Günstig ist die Miet-Rollerei nicht. Neben einer Freischaltgebühr von 1,20 Euro sind in Heilbronn für jede Minute Nutzung 27 Cent fällig. Das ist mehr als in fast jeder anderen Stadt, in der Tier aktiv ist. In Stuttgart etwa liegt die Minutengebühr bei 25 Cent. Dort ist der Markt hart umkämpft. Dasselbe gilt aber auch für Saarbrücken oder Kaiserslautern, wo Tier jeweils Solo-Anbieter ist. Im Ludwigsburg wiederum zahlen die Nutzer mit 27 Cent so viel wie in Heilbronn. Eine Fahrt vom Wollhaus zum Hauptbahnhof kostet so um die 2,50 Euro.

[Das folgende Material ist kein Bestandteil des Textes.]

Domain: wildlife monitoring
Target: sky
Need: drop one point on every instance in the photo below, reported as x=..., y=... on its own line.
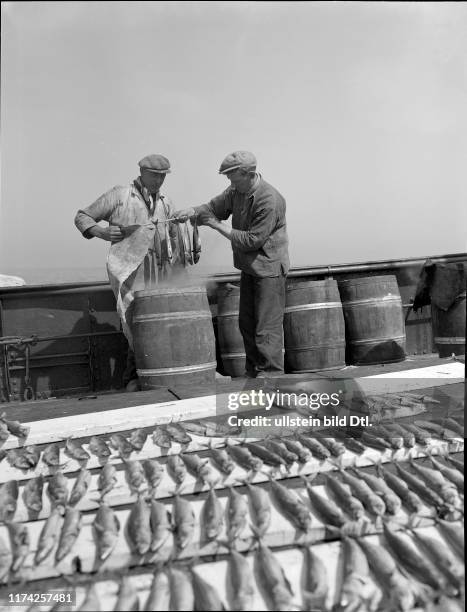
x=355, y=112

Stadt fordert Gebühr für jeden Scooter: Experte kritisiert Strategie
Bestandteil des Vertrags mit der Stadt ist, dass Tier für jeden Scooter 12,50 Euro pro Jahr für die Nutzung des öffentlichen Raums an die Kommune zahlen muss. Diese Strategie hatte Experte Semih Severengiz im Gespräch mit der Stimme als "völlig falschen Ansatz" kritisiert. "Die Anbieter müssen wirtschaftlich arbeiten können", sagte der Wissenschaftler, der für die Hochschule Bochum und die Deutsche Energie-Agentur eine Studie über "Potenziale von E-Scootern für eine nachhaltigere, urbane Mobilität" mitverfasst hat.
Die Stadt berichtet auf Nachfrage, es gebe weiter Meldungen wegen "unsachgemäß abgestellter Fahrzeuge", beobachtet aber auch, "dass die Zahl der abseits des Weges abgestellten Scooter und Fälle von Vandalismus stark gesunken sind". Wenn es in sensiblen Bereichen wie vor Schulen Beschwerden gebe, würden die Parkverbotszonen erweitert.